And there’s also like … I lost my thread. I was going to say something about specifically D C Fontana having her ethics, but I don’t remember what it is. If it comes back to me.

Liz: I will seamlessly incorporate it. (I will not seamlessly incorporate it.)

Anika: Oh, I know what it was! It was that Voyager deals with this, and Voyagerlike totally gets called out multiple times for unethical time travel, but also, they keep doing it. Like Voyager are literally ends on, let’s just, you know, timeline be damned.

Liz: Maybe, with time travel, ethical is what you get away with.
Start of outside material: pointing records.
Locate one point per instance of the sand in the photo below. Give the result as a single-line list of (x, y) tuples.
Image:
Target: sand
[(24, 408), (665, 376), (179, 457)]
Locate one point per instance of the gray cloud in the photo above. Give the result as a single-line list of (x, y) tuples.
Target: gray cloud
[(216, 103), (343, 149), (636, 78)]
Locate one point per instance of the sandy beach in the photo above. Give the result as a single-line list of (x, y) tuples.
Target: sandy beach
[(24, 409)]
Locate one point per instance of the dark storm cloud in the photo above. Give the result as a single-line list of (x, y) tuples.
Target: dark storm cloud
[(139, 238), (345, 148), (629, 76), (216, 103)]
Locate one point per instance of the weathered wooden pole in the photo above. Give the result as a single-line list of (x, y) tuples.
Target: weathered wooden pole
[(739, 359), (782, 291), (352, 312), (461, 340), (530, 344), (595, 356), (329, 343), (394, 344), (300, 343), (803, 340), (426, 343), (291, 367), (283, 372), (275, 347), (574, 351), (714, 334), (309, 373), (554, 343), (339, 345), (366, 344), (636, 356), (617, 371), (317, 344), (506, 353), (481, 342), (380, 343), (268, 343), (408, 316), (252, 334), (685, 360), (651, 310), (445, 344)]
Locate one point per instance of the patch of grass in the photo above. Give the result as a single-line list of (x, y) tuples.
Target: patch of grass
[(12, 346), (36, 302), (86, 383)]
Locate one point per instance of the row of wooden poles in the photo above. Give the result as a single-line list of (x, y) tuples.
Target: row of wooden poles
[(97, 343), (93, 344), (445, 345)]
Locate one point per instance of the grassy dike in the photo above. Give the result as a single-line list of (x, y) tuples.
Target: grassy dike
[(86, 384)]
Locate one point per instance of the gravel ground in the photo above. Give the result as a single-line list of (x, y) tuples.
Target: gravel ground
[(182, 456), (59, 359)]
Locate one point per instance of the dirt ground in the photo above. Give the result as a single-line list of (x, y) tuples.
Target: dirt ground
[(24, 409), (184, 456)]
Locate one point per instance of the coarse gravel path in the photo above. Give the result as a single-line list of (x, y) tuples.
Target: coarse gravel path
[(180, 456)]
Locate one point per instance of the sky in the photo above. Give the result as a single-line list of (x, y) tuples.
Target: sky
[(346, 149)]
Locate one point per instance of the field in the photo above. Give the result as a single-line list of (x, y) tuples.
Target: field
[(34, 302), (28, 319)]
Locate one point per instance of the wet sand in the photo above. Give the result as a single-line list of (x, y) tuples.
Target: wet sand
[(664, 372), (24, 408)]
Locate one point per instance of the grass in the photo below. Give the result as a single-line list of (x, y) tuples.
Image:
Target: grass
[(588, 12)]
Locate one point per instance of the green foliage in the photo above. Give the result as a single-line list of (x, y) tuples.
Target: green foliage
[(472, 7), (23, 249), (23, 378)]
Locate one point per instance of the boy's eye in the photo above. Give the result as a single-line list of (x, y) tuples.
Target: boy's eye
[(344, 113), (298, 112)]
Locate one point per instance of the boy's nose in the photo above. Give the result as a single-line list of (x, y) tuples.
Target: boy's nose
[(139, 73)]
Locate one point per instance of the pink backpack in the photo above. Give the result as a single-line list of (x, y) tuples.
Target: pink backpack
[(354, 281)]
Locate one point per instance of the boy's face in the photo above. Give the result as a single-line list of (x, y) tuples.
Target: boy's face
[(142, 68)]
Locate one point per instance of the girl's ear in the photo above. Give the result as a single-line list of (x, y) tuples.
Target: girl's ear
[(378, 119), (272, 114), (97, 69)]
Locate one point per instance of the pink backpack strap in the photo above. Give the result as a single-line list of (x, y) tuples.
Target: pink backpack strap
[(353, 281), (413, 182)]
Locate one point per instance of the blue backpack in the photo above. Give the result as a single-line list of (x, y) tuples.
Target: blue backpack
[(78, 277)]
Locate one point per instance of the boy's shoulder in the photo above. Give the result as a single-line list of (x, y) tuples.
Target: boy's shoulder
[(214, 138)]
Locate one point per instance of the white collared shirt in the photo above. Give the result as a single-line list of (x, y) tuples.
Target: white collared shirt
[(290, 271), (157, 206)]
Anika: It’s possible, but it’s interesting that they have time cops, you know, similar to the TVA, that show up and say, “No, you can’t do that.” And it’s in Deep Space 9, too, like Trials and Tribble-ations.

Liz: It’s even, now and then, a small thing in classic Doctor Who, with the Celestial Intervention Agency – the CIA – who are the Time Lords that interfere. And yeah, this idea that we need all powerful bodies to control time for us….

Anika: I mean, that’s related to the fact that we think we need all powerful bodies to control everything. Like we think we need cops.

Liz: Yes.

Anika: We need time cops because we need cops. Like, that’s the throughline, right?

Liz: So what I’m saying is, abolish the time police.

Anika: Yeah, abolish the time police.

Because this is very similar to the, you know, why do we need eight different Star Treks. Why do we need a Black Widow movie after she died? And it’s like, because someone wants that. I want that! I have been waiting for a Black Widow movie my entire life.

Liz: I know.

Anika: And I finally got it. So this idea that there is one way to do things, that there’s one story to be told, and nothing else matters – I’m Sylvie. And I say, no, that is just not true.

Liz: I am always Team Sylvie.

Speaking of women and relationships in the alternate timeline, Spock dies. And so Amanda divorces Sarek and then dies on her way back to Earth, because I guess we can’t have anyone remarrying because mothers are ‘pure’?

Anika: I’m just really, really into this. It suggests that the only thing keeping Amanda in this relationship is her children.

Liz: I mean, it’s not unusual for a relationship to end after a child’s death. I have no personal experience, but I understand it’s very common, but I’m also like what was keeping – like, she could have left any time. Just take your children and leave Vulcan, Amanda, you can have shared custody with Sarek. You don’t even have to get divorced! You can stay married and just live on Earth. Make him adapt to you!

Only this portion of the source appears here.